I wish Paul would've won the nomination. Then there would've been an actual debate.
Paul, of course, has good ideas with respect to military spending, foreign policy, etc., etc., etc. (Paul wants to make deep cuts to military spending. Not necessarily defense. But military. Ending all these needless and illegal wars. Including the asinine and fruitless drug war. I mean, why don't we have a war on dandruff -- ha ha ha!)
I don't support all of Paul's positions. I just think there would be an actual debate between him and Obama.
Can't see that happening with Obama and Romney. I mean, they serve the same interests and get their cash from the same banking and insurance sector.
The only issue they'll discuss: how far should we lower taxes. And how close should we get to a perfect form of capitalism. Which has never existed. And never will. Because, as George Carlin pointed out, the "owners" don't want that. I'm talking, as Carlin said, about the real owners. Carlin said: FORGET THE POLITICIANS. They are there to give you the illusion that you have choice. You don't. You have owners. They own you. And they certainly own the likes of Obama and Romney. I mean, Romney is poor relative to the extreme wealth of the Koch brothers; exceedingly poor.)
So, why not end all taxes? Let's not fuck about. Let's have pure capitalism. (I, of course, don't support this. But that's what they -- in the words of Carlin: the people that own this place -- are inevitably pushing towards.
But do the billionaire donors of politicians really want a plenary market system? Do they? Do the Koch brothers and executives like Lloyd Blankfein and Rex Tillerson really want a thorough market system where there are no taxes, no subsidies, no bailouts and no externalizing their costs?

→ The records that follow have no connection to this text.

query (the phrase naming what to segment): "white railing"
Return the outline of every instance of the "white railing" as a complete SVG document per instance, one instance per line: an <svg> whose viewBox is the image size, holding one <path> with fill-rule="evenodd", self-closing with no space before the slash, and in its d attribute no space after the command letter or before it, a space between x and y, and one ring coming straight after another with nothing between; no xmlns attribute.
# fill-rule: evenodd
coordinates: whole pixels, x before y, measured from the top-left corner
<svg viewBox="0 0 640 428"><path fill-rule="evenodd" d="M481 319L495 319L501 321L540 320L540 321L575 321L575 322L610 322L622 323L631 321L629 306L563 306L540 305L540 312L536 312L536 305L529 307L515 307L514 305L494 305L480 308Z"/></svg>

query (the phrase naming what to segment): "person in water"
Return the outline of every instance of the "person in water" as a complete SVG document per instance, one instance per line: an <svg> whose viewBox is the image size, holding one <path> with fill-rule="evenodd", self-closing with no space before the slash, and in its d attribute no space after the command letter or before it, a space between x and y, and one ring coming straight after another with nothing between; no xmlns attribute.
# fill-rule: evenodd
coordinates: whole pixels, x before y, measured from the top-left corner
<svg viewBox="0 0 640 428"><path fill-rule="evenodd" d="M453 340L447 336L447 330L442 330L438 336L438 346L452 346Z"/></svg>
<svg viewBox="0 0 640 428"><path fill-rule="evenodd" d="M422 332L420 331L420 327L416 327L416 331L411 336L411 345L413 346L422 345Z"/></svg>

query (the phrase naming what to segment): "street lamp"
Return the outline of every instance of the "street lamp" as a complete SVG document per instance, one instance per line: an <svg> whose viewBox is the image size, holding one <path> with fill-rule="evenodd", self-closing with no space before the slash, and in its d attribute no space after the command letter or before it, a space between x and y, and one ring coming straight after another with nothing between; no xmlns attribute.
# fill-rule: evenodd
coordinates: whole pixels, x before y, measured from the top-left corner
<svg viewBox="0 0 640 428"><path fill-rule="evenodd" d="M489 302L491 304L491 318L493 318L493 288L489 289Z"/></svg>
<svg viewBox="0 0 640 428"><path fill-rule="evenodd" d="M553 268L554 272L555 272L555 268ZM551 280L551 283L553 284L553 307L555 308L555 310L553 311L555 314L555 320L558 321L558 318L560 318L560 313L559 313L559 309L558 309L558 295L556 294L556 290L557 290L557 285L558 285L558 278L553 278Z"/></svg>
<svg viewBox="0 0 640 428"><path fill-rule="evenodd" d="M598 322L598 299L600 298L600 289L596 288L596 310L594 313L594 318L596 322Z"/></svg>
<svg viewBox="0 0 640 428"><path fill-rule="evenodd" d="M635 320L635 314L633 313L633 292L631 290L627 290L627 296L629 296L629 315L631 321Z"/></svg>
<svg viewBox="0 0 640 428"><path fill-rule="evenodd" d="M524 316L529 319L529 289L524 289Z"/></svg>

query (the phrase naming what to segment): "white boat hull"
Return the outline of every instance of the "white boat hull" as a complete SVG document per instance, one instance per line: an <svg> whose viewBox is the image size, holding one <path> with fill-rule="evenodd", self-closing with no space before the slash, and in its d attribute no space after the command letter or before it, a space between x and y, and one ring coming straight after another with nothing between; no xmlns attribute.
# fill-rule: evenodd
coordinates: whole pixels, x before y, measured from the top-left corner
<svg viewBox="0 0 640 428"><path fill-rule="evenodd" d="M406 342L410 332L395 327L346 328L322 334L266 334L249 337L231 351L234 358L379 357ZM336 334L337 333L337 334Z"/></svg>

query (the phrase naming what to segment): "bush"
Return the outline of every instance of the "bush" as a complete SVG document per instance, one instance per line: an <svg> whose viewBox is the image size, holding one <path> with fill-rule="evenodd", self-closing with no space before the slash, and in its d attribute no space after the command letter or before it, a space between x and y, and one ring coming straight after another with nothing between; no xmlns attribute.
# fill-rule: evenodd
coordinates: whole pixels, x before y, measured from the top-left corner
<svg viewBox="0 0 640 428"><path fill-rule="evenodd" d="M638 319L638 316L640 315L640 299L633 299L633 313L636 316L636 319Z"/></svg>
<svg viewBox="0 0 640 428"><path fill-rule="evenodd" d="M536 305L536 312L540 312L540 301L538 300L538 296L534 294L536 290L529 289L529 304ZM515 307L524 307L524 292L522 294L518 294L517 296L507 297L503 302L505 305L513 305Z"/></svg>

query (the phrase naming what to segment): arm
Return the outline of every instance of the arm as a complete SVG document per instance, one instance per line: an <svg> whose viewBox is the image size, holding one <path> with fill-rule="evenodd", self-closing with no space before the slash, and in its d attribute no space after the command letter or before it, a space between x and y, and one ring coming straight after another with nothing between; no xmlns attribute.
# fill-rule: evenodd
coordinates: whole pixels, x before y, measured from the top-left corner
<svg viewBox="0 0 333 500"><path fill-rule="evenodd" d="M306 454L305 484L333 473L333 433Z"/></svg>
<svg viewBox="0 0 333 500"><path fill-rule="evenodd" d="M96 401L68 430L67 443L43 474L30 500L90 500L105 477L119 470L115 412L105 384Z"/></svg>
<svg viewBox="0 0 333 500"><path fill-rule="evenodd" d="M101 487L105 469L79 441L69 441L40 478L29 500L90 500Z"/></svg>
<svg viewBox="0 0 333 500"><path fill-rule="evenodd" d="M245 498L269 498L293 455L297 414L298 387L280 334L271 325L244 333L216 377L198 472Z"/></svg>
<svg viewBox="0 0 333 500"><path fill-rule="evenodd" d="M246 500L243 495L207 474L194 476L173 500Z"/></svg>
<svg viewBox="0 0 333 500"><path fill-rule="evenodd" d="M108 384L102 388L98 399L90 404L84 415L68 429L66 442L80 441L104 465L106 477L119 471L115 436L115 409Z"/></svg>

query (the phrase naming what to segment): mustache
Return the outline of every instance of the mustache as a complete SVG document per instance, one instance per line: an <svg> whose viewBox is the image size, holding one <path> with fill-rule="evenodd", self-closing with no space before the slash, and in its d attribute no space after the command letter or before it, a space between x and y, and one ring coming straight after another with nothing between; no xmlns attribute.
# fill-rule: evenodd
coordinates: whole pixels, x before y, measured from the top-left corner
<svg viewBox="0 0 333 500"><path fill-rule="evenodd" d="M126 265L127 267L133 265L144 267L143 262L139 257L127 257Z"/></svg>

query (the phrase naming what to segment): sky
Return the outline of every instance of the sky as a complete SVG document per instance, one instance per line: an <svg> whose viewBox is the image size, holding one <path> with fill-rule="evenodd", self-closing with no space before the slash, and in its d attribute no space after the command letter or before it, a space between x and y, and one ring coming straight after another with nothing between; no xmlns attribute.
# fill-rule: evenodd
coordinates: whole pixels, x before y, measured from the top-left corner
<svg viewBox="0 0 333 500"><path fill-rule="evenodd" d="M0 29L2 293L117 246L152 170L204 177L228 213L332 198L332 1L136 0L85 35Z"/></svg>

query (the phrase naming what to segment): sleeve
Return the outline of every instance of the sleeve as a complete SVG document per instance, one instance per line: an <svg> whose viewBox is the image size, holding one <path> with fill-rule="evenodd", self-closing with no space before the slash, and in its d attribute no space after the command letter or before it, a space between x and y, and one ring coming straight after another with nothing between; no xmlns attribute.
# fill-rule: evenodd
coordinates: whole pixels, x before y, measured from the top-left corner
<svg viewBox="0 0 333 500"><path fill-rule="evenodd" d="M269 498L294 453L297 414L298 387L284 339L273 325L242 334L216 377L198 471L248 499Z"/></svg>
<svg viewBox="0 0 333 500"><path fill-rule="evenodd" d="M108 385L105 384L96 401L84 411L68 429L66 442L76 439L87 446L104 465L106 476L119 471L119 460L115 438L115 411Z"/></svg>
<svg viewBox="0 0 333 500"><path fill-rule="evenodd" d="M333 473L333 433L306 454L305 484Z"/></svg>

Well, no. They'd be mad to push for that.
However, they're simply serving their own interests -- and it's fully rational and levelheaded-- to shift the tax base from them to everyone else.
And Romney isn't in this presidential race to "create" jobs. It isn't about that. Nor should it be. He is rational.
And his own good sense dictates to "gain wealth, forgetting all but self."
He's being, well, coyly rational. He's serving, again, his own concerns. He knows that.
And, too, as a rational actor, well, why should he care or concern himself with anyone else? Why? The business world is not benevolent. And can't be.